The general rule with PyCrypto is that cryptographic keys, IVs, plaintexts, paddings, and ciphertexts should always be defined as binary strings, not text. The fact you use Unicode for them is by itself a source of problems.
Another problems is that you pass to AES.new key and IV in hexadecimal encoded form, so that the former is 256 bits and the latter 128 bits. That seems still to work, but I guess your intention was to use AES128 - which has a 128 bit key. You therefore need to convert it to binary, for instance via unhexlify: the two character string b'34' will map to the single byte '\x34'. The IV needs to be twice as long.

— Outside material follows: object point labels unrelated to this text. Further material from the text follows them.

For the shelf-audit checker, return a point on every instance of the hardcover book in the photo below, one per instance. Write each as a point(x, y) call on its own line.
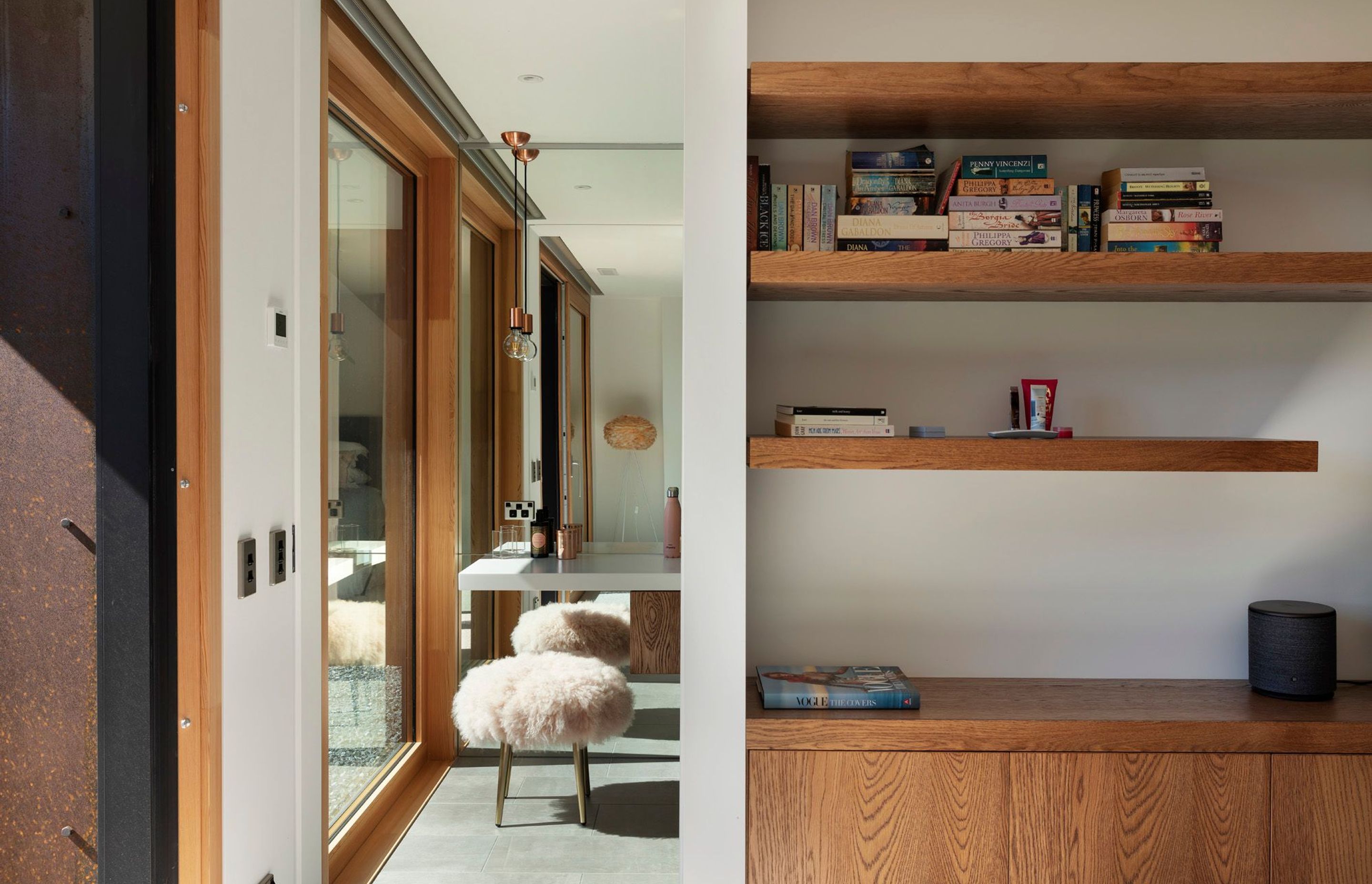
point(1009, 187)
point(763, 208)
point(1005, 239)
point(891, 205)
point(836, 687)
point(832, 430)
point(1005, 203)
point(1003, 220)
point(1005, 167)
point(1176, 245)
point(892, 227)
point(914, 158)
point(894, 245)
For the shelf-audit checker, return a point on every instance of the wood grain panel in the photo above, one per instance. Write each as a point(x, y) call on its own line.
point(1296, 276)
point(1112, 455)
point(1322, 820)
point(1059, 100)
point(655, 633)
point(876, 817)
point(1138, 819)
point(1076, 715)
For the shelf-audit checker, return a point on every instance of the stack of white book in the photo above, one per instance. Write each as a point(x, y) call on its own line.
point(832, 421)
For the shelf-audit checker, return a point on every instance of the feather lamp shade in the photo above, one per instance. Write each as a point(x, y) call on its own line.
point(630, 433)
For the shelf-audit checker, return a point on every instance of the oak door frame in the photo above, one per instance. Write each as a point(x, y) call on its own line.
point(364, 90)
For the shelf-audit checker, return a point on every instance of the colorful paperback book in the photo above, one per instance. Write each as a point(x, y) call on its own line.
point(892, 227)
point(1005, 239)
point(1005, 167)
point(828, 213)
point(836, 688)
point(1145, 216)
point(889, 184)
point(1003, 220)
point(894, 245)
point(1201, 231)
point(1175, 245)
point(832, 430)
point(1009, 187)
point(891, 205)
point(1005, 203)
point(778, 217)
point(913, 158)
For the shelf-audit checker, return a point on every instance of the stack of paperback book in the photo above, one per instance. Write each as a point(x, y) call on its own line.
point(829, 421)
point(789, 217)
point(1000, 203)
point(891, 203)
point(1160, 209)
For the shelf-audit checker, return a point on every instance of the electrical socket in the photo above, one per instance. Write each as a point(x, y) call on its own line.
point(516, 510)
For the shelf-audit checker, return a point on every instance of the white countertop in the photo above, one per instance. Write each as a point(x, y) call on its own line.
point(586, 573)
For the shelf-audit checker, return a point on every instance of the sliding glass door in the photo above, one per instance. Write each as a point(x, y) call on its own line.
point(371, 460)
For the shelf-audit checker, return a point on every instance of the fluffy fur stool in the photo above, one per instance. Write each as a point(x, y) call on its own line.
point(541, 701)
point(584, 629)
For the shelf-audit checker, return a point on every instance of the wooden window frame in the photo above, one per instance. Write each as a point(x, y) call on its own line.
point(365, 91)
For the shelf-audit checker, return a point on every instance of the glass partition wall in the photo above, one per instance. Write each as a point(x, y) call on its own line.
point(370, 430)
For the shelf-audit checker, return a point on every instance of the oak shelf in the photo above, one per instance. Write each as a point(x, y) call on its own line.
point(1059, 100)
point(1271, 276)
point(1097, 455)
point(1076, 715)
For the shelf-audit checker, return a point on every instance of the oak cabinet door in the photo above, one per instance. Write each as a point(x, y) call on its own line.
point(1138, 819)
point(877, 817)
point(1322, 819)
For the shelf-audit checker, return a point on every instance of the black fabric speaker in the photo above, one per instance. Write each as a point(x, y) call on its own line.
point(1291, 650)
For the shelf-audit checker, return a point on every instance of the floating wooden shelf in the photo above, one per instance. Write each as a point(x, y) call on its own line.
point(1302, 276)
point(1059, 100)
point(1076, 715)
point(1103, 455)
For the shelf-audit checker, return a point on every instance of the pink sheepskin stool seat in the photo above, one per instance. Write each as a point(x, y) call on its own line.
point(544, 701)
point(585, 629)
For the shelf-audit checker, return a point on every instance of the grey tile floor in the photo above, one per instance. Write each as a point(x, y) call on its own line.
point(630, 832)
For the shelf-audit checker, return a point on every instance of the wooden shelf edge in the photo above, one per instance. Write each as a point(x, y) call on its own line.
point(1081, 455)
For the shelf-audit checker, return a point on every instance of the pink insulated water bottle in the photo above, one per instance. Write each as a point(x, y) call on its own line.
point(673, 525)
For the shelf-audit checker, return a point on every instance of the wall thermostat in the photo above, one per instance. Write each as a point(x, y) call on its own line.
point(276, 327)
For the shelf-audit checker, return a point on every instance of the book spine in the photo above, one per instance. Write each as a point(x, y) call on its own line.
point(1162, 187)
point(1164, 246)
point(795, 217)
point(763, 208)
point(1003, 220)
point(1005, 239)
point(891, 160)
point(752, 203)
point(1146, 216)
point(947, 181)
point(1005, 167)
point(828, 216)
point(891, 205)
point(892, 245)
point(803, 430)
point(778, 217)
point(889, 184)
point(1005, 203)
point(894, 227)
point(811, 224)
point(1200, 231)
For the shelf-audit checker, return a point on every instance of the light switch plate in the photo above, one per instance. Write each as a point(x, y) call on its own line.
point(518, 510)
point(247, 567)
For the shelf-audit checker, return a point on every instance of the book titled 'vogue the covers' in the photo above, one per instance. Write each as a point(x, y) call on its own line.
point(836, 688)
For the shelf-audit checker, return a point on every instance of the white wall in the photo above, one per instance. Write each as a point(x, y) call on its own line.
point(1075, 574)
point(271, 463)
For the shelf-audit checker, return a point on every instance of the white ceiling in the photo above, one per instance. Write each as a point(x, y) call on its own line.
point(612, 75)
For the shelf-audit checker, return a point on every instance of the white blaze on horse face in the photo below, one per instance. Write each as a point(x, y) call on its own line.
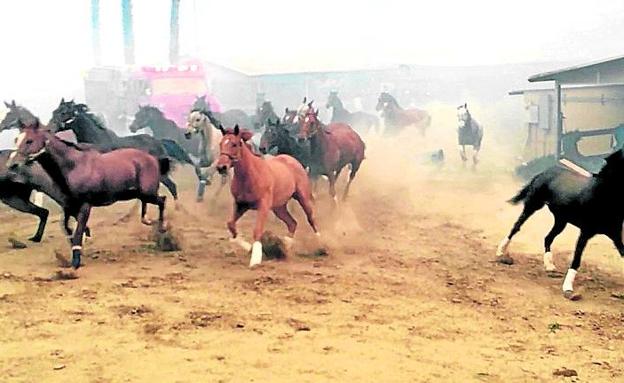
point(256, 254)
point(568, 282)
point(548, 262)
point(502, 247)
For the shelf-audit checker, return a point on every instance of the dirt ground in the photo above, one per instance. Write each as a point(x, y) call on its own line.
point(408, 291)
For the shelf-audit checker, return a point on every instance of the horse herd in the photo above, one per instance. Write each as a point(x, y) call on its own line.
point(267, 169)
point(103, 168)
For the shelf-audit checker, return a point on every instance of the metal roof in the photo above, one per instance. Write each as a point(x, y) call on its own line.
point(583, 71)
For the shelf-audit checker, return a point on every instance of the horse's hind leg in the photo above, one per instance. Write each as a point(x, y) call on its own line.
point(25, 206)
point(568, 282)
point(284, 215)
point(170, 185)
point(529, 209)
point(354, 169)
point(548, 240)
point(306, 204)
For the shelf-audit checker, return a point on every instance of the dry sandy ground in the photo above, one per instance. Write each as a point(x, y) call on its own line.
point(408, 292)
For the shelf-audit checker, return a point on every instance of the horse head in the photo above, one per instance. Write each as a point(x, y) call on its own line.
point(65, 114)
point(231, 147)
point(309, 125)
point(14, 115)
point(144, 117)
point(333, 101)
point(463, 116)
point(386, 103)
point(29, 144)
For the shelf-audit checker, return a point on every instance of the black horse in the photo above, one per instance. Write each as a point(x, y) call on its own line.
point(360, 121)
point(590, 202)
point(228, 118)
point(89, 129)
point(469, 133)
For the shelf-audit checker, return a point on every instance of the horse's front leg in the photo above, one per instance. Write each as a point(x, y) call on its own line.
point(256, 248)
point(82, 218)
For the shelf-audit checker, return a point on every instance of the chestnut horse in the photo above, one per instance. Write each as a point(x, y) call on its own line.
point(90, 178)
point(332, 147)
point(262, 185)
point(397, 118)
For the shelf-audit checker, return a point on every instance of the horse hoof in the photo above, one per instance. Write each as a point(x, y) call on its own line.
point(569, 294)
point(505, 260)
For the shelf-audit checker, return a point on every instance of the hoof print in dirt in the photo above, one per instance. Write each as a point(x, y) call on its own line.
point(572, 296)
point(169, 240)
point(16, 244)
point(565, 372)
point(273, 247)
point(505, 260)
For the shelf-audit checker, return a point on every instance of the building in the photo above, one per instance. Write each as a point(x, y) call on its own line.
point(578, 116)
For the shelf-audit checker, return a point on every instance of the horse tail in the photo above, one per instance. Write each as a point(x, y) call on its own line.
point(175, 151)
point(165, 166)
point(522, 194)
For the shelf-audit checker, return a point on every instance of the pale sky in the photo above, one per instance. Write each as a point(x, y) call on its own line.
point(47, 44)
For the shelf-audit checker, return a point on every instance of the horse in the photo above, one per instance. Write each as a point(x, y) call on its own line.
point(265, 113)
point(332, 147)
point(358, 120)
point(590, 202)
point(396, 118)
point(88, 129)
point(262, 185)
point(15, 113)
point(162, 128)
point(90, 178)
point(17, 185)
point(228, 118)
point(469, 133)
point(282, 139)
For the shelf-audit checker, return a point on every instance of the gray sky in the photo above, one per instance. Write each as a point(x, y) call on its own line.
point(47, 44)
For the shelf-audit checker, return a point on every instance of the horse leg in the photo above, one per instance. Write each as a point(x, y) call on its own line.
point(529, 209)
point(25, 206)
point(256, 248)
point(306, 204)
point(237, 212)
point(82, 218)
point(557, 228)
point(568, 282)
point(462, 154)
point(170, 185)
point(284, 215)
point(354, 169)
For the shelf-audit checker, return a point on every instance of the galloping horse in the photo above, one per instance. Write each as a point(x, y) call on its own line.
point(332, 147)
point(397, 118)
point(162, 128)
point(228, 118)
point(262, 185)
point(90, 178)
point(360, 121)
point(593, 203)
point(469, 132)
point(201, 123)
point(88, 129)
point(265, 113)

In your code it's therefore better to have:
from binascii import unhexlify
INTERRUPT = b'\x01'
PAD = b'\x00'
SECRET_KEY = unhexlify('a1b2c3d4e5f6g7h8a1b2c3d4e5f6g7h8')
IV = unhexlify('12345678abcdefgh'*2)
If you need to encrypt text, you would first encode it (e.g. to UTF-8) and then pass it to your function EncryptWithAES(). See also this example taken from the PyCrypto API:
from Crypto.Cipher import AES
from Crypto import Random
key = b'Sixteen byte key'
iv = Random.new().read(AES.block_size)
cipher = AES.new(key, AES.MODE_CFB, iv)
msg = iv + cipher.encrypt(b'Attack at dawn')
The result of the encryption step (that is, the ciphertext) is again a binary string. In order to store it directly in the MySQL DB you must use either a BINARY or a VARBINARY type column.